Hawaiian Sweet Rolls – Fresh and warm Hawaiian rolls; buns that have a kick of sweetness from the pineapple juice, brushed with butter and baked to perfection. You are never going to want to buy the store-bought version again.
These rolls are sweet, fluffy and might I say a million times tastier than the store-bought version. Homemade bread – fresh from the oven – you can’t beat the taste or the smell.
I have to admit bread rolls are my favorite part of any meal when dining out. Most of the time, I frequent restaurants based on their bread selection. Then I will totally skip the main course, eat the basket full of bread until I’m stuffed. I know it may not be such a good thing for my waistline, but I can’t help it! I have to indulge once in while. You understand, right?
Hawaiian Rolls are made using pineapple to sweeten them up – making it a really sweet and an indulgent bread.
Most recipes call for pineapple juice and there are quite a few with crushed pineapple. I prefer the latter, trust me you will barely taste the pineapple.
In this recipe, I added pineapple, and brown sugar to my already trusted milk bread to make these Hawaiian sweet rolls.
Here are some tips that I have picked up when working with yeast:
- Make sure the water is not too hot. You don’t want it warmer than body temperature.
- In order for your bread to be fluffy, it has to double in size. Be patient with it (in might take longer some days depending on the weather).
- If your bread does not rise in an hour, try turning on the oven to warm for 10 minutes. Then, turn it off and let the dough rise in the oven.
- If all fails, mix rapid rise yeast into the dough and knead.
Watch How to Make It
This recipe was first published in March 2014 It’s been updated with fresh new pictures and content.
Hawaiian Sweet Rolls
- 1 tablespoon (8.50 grams) active dry yeast
- 2 tablespoons warm water 105F- 115 F
- ¼ cup (60 grams) milk 105F -115F
- ¾ cup (150 grams) brown sugar
- 6 ounce (170 grams) unsalted butter
- 1 teaspoon (6 .5 grams) salt
- 2 large eggs
- 1 1/2 teaspoon (6.3 grams) vanilla extract.
- ¾ cup (170 grams) crushed pineapple, drain well the liquid
- 3 3/4 - 4 cups (480 - 512 grams) bread or all-purpose flour
Egg Wash (for brushing top)
- 1 large egg yolk
- 2 tablespoons (30 grams) milk
- In a standing mixer combine 2 tablespoons of lukewarm water and yeast. Let it sit until dissolved for about 5 minutes. Mix for about a minute.
- Meanwhile in a microwave-safe medium bowl, combine milk, with the butter pieces, sugar, salt, and microwave for about a minute. Stir until everything is melted.
- Lightly whisk in the egg and vanilla extract to the butter mixture (if the mixture is too hot let it cool to a warm to prevent eggs from curdling.)
- Dump everything into the yeast mixture, add pineapple, and stir.
- Mix on medium-high speed using a dough hook until all the ingredients are combined.
- Then add 3 ¾ flour cups of bread flour and continue mixing dough and stop when the dough doesn’t stick to the sides or bottom of the bowl when kneading.
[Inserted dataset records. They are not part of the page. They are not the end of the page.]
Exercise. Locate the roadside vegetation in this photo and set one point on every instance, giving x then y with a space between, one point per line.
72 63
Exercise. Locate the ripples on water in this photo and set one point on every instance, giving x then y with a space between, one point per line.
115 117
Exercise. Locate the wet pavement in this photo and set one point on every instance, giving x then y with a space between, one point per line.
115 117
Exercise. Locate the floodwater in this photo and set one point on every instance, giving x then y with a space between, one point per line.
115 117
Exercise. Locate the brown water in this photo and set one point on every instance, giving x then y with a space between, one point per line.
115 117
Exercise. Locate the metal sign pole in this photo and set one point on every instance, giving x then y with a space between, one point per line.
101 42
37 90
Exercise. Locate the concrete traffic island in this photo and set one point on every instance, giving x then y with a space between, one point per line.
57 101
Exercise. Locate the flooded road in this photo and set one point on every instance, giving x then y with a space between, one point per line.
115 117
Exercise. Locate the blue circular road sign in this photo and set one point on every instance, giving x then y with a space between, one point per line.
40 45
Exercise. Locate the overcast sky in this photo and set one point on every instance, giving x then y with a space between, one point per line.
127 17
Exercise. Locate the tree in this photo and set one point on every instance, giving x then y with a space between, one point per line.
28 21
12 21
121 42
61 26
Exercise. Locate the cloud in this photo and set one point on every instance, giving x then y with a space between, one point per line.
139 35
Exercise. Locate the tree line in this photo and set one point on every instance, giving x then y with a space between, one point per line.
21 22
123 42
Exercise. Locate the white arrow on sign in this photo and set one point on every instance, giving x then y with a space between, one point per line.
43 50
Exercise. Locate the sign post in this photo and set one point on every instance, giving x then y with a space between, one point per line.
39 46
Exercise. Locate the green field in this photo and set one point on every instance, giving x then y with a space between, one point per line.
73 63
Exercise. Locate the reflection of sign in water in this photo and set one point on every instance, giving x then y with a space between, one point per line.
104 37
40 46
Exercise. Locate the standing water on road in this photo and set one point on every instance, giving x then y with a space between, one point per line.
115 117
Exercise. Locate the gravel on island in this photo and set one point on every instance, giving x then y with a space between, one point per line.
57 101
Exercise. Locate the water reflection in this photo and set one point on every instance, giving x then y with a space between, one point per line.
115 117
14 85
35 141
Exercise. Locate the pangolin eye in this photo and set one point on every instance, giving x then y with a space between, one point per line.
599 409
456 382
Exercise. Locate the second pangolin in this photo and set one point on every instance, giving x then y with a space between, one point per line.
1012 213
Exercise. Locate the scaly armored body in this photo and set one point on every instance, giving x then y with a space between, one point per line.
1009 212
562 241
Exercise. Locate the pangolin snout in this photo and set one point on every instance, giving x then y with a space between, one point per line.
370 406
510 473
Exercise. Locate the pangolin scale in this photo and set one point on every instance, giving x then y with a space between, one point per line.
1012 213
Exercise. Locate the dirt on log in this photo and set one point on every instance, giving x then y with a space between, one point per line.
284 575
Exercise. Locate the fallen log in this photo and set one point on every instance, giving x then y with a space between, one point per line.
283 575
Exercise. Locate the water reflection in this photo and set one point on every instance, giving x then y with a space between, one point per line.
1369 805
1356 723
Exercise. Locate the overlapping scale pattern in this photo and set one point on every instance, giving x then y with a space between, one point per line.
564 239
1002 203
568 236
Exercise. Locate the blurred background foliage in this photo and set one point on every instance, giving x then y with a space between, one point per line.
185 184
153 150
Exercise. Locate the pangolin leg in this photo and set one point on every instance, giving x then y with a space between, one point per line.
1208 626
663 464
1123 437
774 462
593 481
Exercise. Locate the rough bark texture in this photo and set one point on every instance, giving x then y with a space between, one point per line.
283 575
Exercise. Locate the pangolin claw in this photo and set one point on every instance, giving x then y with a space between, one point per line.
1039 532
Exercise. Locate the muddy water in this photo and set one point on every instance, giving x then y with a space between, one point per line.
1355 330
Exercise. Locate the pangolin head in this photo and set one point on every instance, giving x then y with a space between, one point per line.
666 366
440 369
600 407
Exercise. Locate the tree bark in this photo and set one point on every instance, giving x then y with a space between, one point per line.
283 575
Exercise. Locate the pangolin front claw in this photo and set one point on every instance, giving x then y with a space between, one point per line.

- Add additional flour (if needed) to make a soft dough.
- Turn dough on a lightly floured surface and knead for 8 to 10 minutes or more if you want airy bread. Or you may continue kneading with a dough hook for about 8 minutes.
- Place bread dough in a greased large bowl. Covers loosely with a clean cloth and let it rise in a warm, draft-free place for 1 to 2 hours or until doubled. Punch the dough down.
- At this point, the dough may be shaped into a grease loaf pan, and place seam side down in the pan or divide the dough into 12 equal pieces. Shape into balls. Place in greased 12 -inch round pans.
- Brush with egg wash and bake. You may refrigerate before baking for up to 24 hours.
- Pre-heat the oven to 350 F. Brush the top of the loaf with melted egg wash. Bake until the crust is deep golden brown and the bottom of the loaf sounds hollow when tapped, 20 to 25 minutes.
- Remove from the baking pan and let it cool. Delicious when served warm.
Tips & Notes:
- Please keep in mind that the nutritional information is a rough estimate and can vary significantly based on the products used in the recipe.